Logistic regression python code with example
Learn logistic regression python code with example. The logistic regression is used for predicting the binary categorical variable means those response variables which have only 2 options. They can be used to identify the person is diabetic or not and similar cause. The logistic regression is a special case of a linear regression model and response variable is binomial categorical. If you are continuous or discrete data and looking to do prediction you apply linear regression. And if you have categorical data but more than two classes you apply a decision tree or random forest algorithms. The first condition for logistic regression in python is the response variable should be a categorical variable. And binomial categorical variable means it should have only two values- 1/0. If we have two value in the form of Yes/No or True/False, first convert it into 1/0 form and then start with creating logistic regression in python.
Logistic regression
Logistic Regression is a Machine Learning algorithm and used to predict the probability of a categorical dependent variable.
The dependent variable is a binary variable that contains data coded as 1 or 0.
In logistic Regression the Regression is a supervised machine learning algorithm that is used in binary classification.
It is binary because one of the limitations of Logistic Regression that it can categorize data with two distinct classes.
The regression technique is dependent variable is categorical. Let us look at an example,
Where we are trying to predict whether it is going to rain or not based on the independent variables: temperature and humidity.
The Logistic Regression is a supervised as machine learning algorithm used in binary classification.
We say it binary
because one of the limitations of logistic Regression .It is the fact that it can only categorize data with
two distinct classes.
The Logistic Regression will fit in a line to a dataset and returns the probability that a new sample belongs to one of the two classes
It
is a Machine Learning classification algorithm that is used to predict the probability of a categorical dependent variable.
The logistic regression model P(Y=1) is as a function of X.
Logistic Regression Assumptions:-
- The binary logistic regression requires the dependent variable to be binary.
- For binary regression the factor level 1 of the dependent variable should represent the desired outcome.
- The meaningful variables should be included in the logistic regression.
- The independent variables should be independent of each other in logistic regression.
- The model should have little and no multicollinearity.
- The variables are linearly related to the log odd and will require quite large sample sizes.
It is a technique to analyze a data-set which has a dependent variable and one or more independent variables to predict the outcome in a binary variable means it will have two outcomes.
The dependent variable is categorical in nature.
Dependent variable referred as target variable and the independent variables are called the predictors.
Logistic regression is a case of linear regression where we only predict the outcome in a categorical variable.
We use the sigmoid function to predict the categorical value and threshold value decides the outcome.
Linear regression equation is written as follows:
y = β0 + β1X1 + β2X2 …. + βnXn
- Y stands for the dependent variable that needs to be predicted.

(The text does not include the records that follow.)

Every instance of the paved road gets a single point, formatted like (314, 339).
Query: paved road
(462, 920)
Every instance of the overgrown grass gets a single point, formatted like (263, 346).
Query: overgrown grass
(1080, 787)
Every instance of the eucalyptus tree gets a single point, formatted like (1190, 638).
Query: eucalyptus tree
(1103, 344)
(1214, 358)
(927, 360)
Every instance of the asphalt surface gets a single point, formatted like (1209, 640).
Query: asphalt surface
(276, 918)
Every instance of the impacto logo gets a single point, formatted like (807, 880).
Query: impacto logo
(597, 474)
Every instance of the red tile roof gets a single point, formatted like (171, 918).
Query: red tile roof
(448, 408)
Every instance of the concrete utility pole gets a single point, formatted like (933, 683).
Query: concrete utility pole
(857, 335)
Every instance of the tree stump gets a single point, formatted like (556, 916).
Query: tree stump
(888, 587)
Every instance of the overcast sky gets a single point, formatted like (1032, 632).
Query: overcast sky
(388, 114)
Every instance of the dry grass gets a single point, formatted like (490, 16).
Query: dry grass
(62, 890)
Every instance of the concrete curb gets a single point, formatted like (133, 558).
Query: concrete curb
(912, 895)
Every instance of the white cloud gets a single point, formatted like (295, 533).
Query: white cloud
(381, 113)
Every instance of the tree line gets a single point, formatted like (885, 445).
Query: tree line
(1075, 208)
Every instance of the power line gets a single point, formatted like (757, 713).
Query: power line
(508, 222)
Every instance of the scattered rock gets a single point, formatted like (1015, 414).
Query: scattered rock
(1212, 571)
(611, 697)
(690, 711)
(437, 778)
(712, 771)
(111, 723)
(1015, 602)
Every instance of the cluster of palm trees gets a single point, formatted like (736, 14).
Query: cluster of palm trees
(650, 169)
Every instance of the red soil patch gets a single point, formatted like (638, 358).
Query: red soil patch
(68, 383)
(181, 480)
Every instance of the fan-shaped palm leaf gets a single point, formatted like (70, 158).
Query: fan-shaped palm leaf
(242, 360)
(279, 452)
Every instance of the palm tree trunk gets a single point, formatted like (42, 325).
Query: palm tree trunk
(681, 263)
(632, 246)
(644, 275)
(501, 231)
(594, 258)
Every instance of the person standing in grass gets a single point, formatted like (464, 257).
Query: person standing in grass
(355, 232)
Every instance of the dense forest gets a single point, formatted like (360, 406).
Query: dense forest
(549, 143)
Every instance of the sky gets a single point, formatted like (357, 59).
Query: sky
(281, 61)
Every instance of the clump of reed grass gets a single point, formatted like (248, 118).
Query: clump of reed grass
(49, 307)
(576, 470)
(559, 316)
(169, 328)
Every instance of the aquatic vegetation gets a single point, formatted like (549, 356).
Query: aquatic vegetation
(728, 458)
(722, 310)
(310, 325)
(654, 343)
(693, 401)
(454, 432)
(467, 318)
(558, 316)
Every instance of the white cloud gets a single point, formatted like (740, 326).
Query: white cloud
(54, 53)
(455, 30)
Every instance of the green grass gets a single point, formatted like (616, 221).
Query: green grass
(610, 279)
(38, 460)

- β0 is the Y-intercept is basically the point on the line which touch the y-axis.
- β1 is the slope of the line and X here represent the independent variable that is used to predict our resultant dependent value.
Sigmoid function: p = 1 / 1 + e-y
Apply sigmoid function on the linear regression equation.
Logistic Regression equation:
p = 1 / 1 + e-(β0 + β1X1 + β2X2 …. + βnXn)
Take a look at different types of logistic regression.
Types of Logistic Regression:-
Logistic Regression is a classification of algorithm used to predict the probability of a categorical dependent variable.
The log Logistic regression is a popular method to predict a categorical response.
It is a special case of generalized linear models that predicts the probability of the outcomes.
Use the parameter to select between these two algorithms or leave it unset and Spark will infer the correct variant.
The multinomial logistic regression is used for binary classification by setting the family param to “multinomial”.
Logistic regression will produce two sets of coefficients and two intercepts.
After fitting the logistic regression Model the intercept on dataset with constant nonzero column, Spark MLlib outputs zero coefficients for constant nonzero columns.
Logistic regression Advantages : -
- The logistic regression will perform dataset linearly and separable.
- The regression is less prone to over fitting but convert over fit in high dimensional datasets.
- You should consider regularization technique to avoid over fitting in these scenarios.
- Logistic regression not only gives measure of how relevant a predictor is but also its direction of association is positive or negative.
- It is easier to implement, interpret and very efficient to train all.
Logistic regression Disadvantages: -
- The main limitation is assumption of linearity between dependent variable and independent variable. In real world data is linearly separable and most of time data could be jumbled mess.
- If the number of observation are less than number of features should not be used it may lead to overfit.
- The logistic regression can be used to predict discrete functions and dependent variables are restricted to district number set.
- This restriction is problematic as it is prohibitive to prediction of continuous data.